Conviction
- Author: Richard North Patterson
- Language: English
- Genre: Thriller novel
- Publisher: Random House
- Publication date: January 25, 2005
- Publication place: United States
- Media type: Print (hardback & paperback)
- Pages: 463 pp
- ISBN: 0-345-45019-1
- OCLC: 56194905
- Dewey Decimal: 813/.54 22
- LC Class: PS3566.A8242 C66 2005
- Preceded by: Balance of Power
- Followed by: Exile

= Conviction (Patterson novel) =

2005 novel by Richard North Patterson

Conviction is a novel published in 2004 by Richard North Patterson. The novel centers on the debate surrounding capital punishment.

==Plot summary==
As described by Sherryl Connelly of the New York Daily News,

When activist lawyer Teresa Paget takes on Rennell Price's case, his execution date is only 59 days off. Price and his older brother, both crack dealers, were found guilty of murdering 9-year-old Thuy Sey. She choked to death on semen before her body was dumped in the San Francisco Bay.

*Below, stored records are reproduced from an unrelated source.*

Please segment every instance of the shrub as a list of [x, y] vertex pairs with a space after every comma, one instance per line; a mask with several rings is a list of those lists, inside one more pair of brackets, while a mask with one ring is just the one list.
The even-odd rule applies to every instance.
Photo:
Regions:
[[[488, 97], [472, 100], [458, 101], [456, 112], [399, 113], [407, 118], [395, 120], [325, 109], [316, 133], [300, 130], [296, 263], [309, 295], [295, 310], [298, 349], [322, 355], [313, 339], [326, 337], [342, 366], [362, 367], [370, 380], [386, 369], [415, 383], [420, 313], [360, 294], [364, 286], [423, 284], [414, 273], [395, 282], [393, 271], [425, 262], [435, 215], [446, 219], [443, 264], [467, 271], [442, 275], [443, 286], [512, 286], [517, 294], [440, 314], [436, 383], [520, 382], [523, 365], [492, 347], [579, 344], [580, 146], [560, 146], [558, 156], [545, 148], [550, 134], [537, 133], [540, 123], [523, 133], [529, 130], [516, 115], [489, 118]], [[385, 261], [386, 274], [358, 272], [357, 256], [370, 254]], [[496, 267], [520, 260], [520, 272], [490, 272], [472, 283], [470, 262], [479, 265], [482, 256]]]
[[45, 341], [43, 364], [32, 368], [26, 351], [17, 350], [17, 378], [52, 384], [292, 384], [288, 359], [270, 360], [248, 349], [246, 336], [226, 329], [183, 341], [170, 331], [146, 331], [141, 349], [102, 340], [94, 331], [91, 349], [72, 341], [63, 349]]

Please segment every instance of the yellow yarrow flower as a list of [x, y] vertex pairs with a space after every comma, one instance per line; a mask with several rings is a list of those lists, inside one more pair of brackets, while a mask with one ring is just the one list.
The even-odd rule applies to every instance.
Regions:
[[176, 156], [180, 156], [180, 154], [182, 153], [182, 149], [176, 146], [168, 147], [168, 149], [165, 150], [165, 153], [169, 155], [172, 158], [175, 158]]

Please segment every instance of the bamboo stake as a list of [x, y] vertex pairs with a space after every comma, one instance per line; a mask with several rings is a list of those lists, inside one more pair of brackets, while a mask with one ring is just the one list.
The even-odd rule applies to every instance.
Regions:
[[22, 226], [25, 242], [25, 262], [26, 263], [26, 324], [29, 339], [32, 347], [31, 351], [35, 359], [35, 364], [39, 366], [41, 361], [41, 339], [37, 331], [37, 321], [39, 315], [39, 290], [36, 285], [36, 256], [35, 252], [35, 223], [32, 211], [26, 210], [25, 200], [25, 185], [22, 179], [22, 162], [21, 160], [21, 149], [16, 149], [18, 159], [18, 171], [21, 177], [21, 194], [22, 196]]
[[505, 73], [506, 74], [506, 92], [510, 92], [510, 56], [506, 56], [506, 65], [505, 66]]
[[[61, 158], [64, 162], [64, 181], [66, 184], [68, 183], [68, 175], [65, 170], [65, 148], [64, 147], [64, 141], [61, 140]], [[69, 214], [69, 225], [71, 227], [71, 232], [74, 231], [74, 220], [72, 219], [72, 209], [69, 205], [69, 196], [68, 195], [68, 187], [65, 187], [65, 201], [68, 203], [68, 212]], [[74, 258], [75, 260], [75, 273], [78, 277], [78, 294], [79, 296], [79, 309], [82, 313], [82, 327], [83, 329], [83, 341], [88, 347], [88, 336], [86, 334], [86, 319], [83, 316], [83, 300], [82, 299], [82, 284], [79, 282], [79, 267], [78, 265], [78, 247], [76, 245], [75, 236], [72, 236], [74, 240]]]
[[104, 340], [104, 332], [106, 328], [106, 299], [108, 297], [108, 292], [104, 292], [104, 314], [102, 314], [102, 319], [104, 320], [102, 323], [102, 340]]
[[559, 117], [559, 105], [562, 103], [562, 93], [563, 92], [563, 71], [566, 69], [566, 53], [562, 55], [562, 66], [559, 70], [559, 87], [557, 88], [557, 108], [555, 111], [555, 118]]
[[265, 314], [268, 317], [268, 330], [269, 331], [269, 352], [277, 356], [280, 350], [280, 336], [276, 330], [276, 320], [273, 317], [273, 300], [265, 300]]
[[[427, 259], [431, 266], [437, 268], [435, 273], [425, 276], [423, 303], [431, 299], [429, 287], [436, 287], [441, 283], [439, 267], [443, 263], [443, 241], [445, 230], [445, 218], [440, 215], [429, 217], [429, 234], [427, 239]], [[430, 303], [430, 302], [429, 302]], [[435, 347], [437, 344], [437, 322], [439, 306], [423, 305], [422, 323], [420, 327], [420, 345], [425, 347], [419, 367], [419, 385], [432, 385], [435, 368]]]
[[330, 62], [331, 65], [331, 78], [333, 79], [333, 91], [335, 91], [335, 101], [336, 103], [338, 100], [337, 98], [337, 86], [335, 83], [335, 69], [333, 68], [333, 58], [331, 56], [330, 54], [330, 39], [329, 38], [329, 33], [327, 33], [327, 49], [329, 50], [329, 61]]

The horrific crime is 15 years in the past, and the tony law firm that laggardly pursued Rennell's appeals pro bono has dropped the case as hopeless. Teresa quickly determines his original lawyer, a cocaine addict, was criminally ineffectual (he has since been disbarred). She even extracts a deathbed confession from his brother, Payton, who admits his brother was asleep when another man murdered the child in their living room. She also puts together a convincing argument that Rennell is, in fact, retarded.
— Sherryl Connelly, New York Daily News

==Critical reception==
Sherryl Connelly of the New York Daily News said that "Patterson too fully explores the political climate that predisposes judges against defendants in death penalty appeals" and that he "wallows in the legal complexities".